From Simple Dara Sources to a Complex Information System: Integrating Heterogeneous Data Models into an Information Infrastructure for the Puplic Administration

Granting access to governmental data has become a matter of public interest since long. There are national and international regulations like the German environmental information act (UIG) or the European infrastructure for spatial information (INSPIRE). Both encourage governmental institutions to make information available to the public. Despite the fast-paced development in information technology many problems with data integration are far from being solved. The availability of distributed data demands for standardised procedures in service discovery and invocation, in data processing and integration. Although there are many efforts for a standardisation of web services and data exchange formats, on the level of the administrative institutions heterogeneous data structures and service interfaces are still the normal case. Hence, the complexity of granting access to environmental information in a uniform way with respect to the aforementioned regulations is very high. The German environmental information portal PortalU (www.portalu.de) is a publicly financed information infrastructure. It offers a single point of entry for all information with environmental relevance held by public authorities. Here, the key problem is not how to deliver the information or how to present the results of a query, but how to integrate the plethora of heterogeneous data sources. The aim is to allow for the integration of data in as many formats as possible and give access to all sources with a uniform query mechanism.
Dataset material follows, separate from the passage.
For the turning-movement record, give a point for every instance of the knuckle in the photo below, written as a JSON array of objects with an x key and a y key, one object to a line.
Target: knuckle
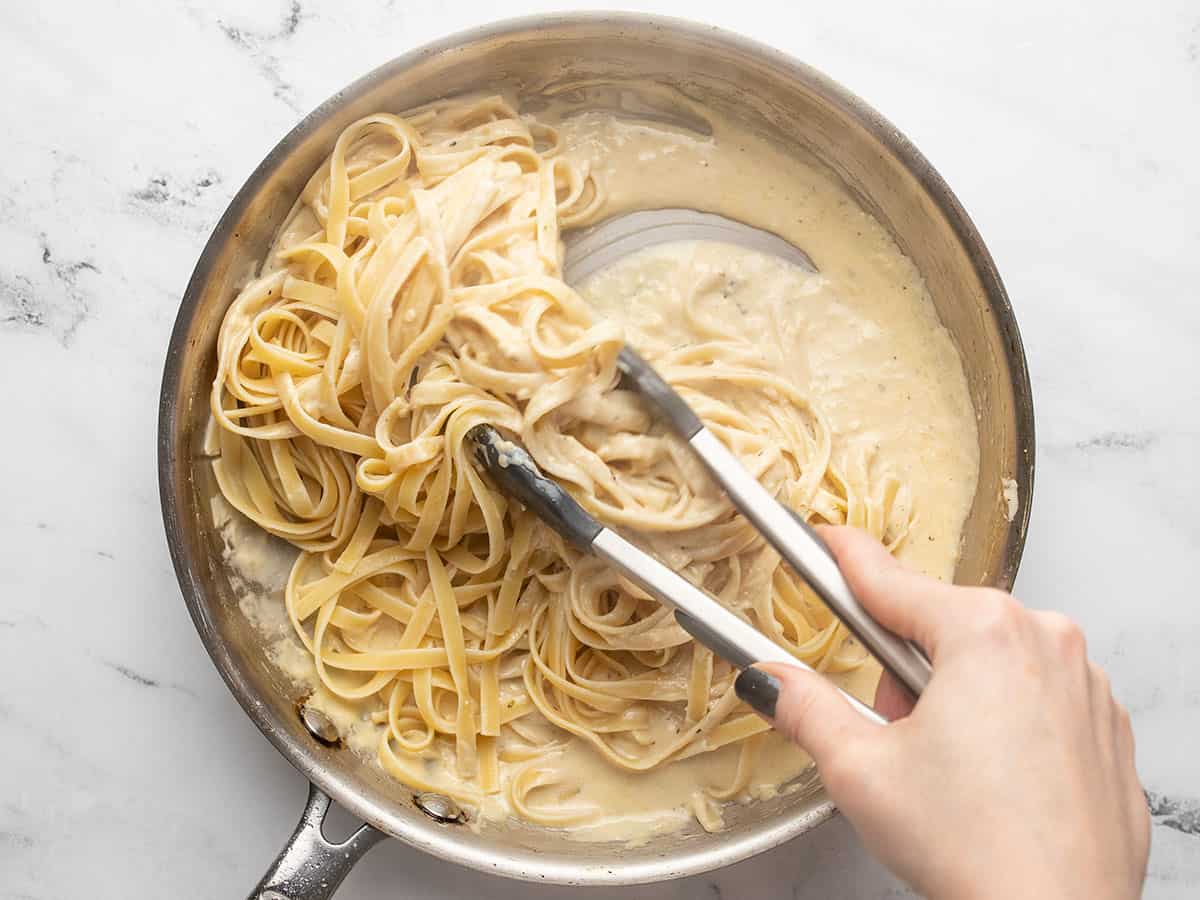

The architecture of PortalU contributes to this situation with its flexible and extensible concept of specialised data source plug-ins. From the point of view of the query facility in PortalU, all information sources are treated uniformly as they all deliver their search results in the same way (the ranking of the results can be influenced, though). Data sources of very different structure can be connected, indexed and queried. The key component is the iBus, a communication broker that distributes queries to all connected data sources and collects, combines, and delivers the answers in return. One of the strong points in the architecture of PortalU is the wide range of data formats and the diversity of information systems that are supported.